Greece recalls ambassador over comments by Zeman

ČTK |
23 December 2015

Prague, Dec 22 (CTK) - Greece has recalled its ambassador to the Czech Republic for consultations in Athens over President Milos Zeman's statements about it, the Greek embassy told CTK yesterday.
The Czech Foreign Ministry said it considers the step, which is a strong form of protest in diplomacy, as exceptional.
Zeman said recently the Czech Republic could only enter the euro zone after Greece's participation in it is resolved.
He also criticised Athens for sluggishness in the protection of the Schengen border and the accepting of refugees.
"Yesterday, the ambassador flew from Prague to Athens where he was recalled for consultations," Eva Zizkova, from the Greek embassy in Prague, said.
"It was a decision of the Greek Foreign Ministry," she said, adding that she would not elaborate.
The Greek embassy confirmed for CTK that ambassador Panayotis Sarris left Prague over Zeman´s statements about Greece´s membership of the euro zone that he made on Tuesday last week.
The Czech Foreign Ministry confirmed Athens´ step for CTK. Its spokeswoman Michaela Lagronova said Czech Foreign Minister Lubomir Zaoralek wants to call his Greek counterpart Nikolaos Kotzias at noon on Wednesday and ask him about the reasons of Greece´s decision.
Czech Prime Minister Bohuslav Sobotka said Greece´s step is unnecessary, but criticised Zeman´s statements.
"Given how close within the European Union we are, such a gesture is rather unnecessary. In such a situation, I would expect the Greek prime minister to come and convey his objections," Sobotka told public Czech Television (CT) yesterday.
He said, however, Greece was Europe´s favourite "whipping boy" at the time of the financial crisis as well as at the time of the migrant crisis neither of which it caused.
"I am not in favour of kicking Europe´s whipping boy number one," Sobotka said adding that the mistakes which other countries believe Greece has made should be given proper names.
The Czech Republic should avoid giving advice on who should be or should not be in the euro zone if it alone is not its member.
The ERT television station said Greece has been unhappy about certain statements against it being repeated. Athens´ patience was exhausted when Zeman told the Slovak news agency TASR that the Czech Republic will only enter the euro zone one day after Greece leaves it.
Constantinos Koutras, spokesman for the Greek Foreign Ministry, told the French news agency AFP that Greece previously sent a protest note to the Czech Republic over a series of anti-Greece statements made by Czech officials.

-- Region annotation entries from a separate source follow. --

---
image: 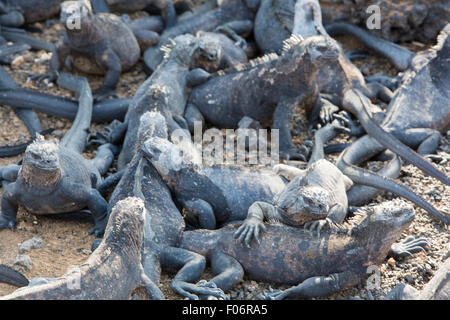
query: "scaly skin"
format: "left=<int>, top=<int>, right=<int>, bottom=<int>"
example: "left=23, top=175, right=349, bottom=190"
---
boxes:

However, nothing has changed and that is why protest steps have started to be taken, AFP quotes Koutras as saying.
ERT said this is also a signal to other Central European countries, specifically Hungary and Slovakia, whose politicians have also made anti-Greece statements.

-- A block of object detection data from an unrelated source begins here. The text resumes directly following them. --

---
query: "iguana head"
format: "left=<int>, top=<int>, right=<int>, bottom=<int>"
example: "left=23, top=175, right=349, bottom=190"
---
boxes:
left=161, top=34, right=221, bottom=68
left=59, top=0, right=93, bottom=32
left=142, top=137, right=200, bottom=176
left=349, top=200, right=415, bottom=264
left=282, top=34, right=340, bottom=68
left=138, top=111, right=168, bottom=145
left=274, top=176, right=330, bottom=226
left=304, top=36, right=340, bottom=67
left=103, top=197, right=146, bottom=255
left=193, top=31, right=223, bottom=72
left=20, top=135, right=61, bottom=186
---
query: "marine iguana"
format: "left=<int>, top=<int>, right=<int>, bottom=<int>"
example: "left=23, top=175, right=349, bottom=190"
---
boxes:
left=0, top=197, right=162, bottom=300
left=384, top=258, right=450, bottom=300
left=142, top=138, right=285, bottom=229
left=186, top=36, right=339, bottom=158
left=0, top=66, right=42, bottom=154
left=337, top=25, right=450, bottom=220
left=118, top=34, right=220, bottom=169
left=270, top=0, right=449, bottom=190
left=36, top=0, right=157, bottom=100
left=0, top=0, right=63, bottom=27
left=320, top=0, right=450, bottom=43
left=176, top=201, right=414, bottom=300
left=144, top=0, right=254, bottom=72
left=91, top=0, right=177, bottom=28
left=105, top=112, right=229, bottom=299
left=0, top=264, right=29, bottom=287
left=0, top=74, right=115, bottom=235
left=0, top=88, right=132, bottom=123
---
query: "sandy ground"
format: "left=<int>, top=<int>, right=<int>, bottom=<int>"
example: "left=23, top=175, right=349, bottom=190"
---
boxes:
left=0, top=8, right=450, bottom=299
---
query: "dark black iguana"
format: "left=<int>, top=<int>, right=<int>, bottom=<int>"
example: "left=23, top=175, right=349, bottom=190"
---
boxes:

The Greek Foreign Ministry recently summoned the Czech ambassador to Greece to convey to him "hard recommendations" on how Prague should behave in relation to Athens.
Referring to diplomatic sources, the CNN Greece television station said Greece demands that the Czech Republic apologise to it.
Greek-Czech relations have reached "the freezing point" following Zeman´s statements, ERT said and referring to Sarris, it said they are now at the worst level in history.
According to Greek media, Athens is one step short of complete severance of diplomatic relations with the Czech Republic. Greek sources say the relations can again improve if the controversial statements are "corrected."
The Czech Presidential Office has declined to comment on Greece's step.
"Anyway, I will not comment on the step itself for diplomatic reasons," Zeman's spokesman Jiri Ovcacek told CTK.
He wondered why Greece has taken the step just now, while Zeman made similar statements in past already.
"The President publicly stated his opinion in the past months. He has insisted on the opinion and he will continue to present it publicly," Ovcacek said.
Zeman commented on the situation in the euro zone in an interview with the Slovak news agency TASR a week ago and said the Czech Republic should introduce the euro.
"My only apprehension about the adoption of the euro amid the present stabilisation mechanism is that Czech taxpayers would have to cover the Greek debts. I was very disappointed by the outcome of the [summer] negotiations that were close to 'Grexit', but finally resulted in Greece's remaining in the euro zone," Zeman said.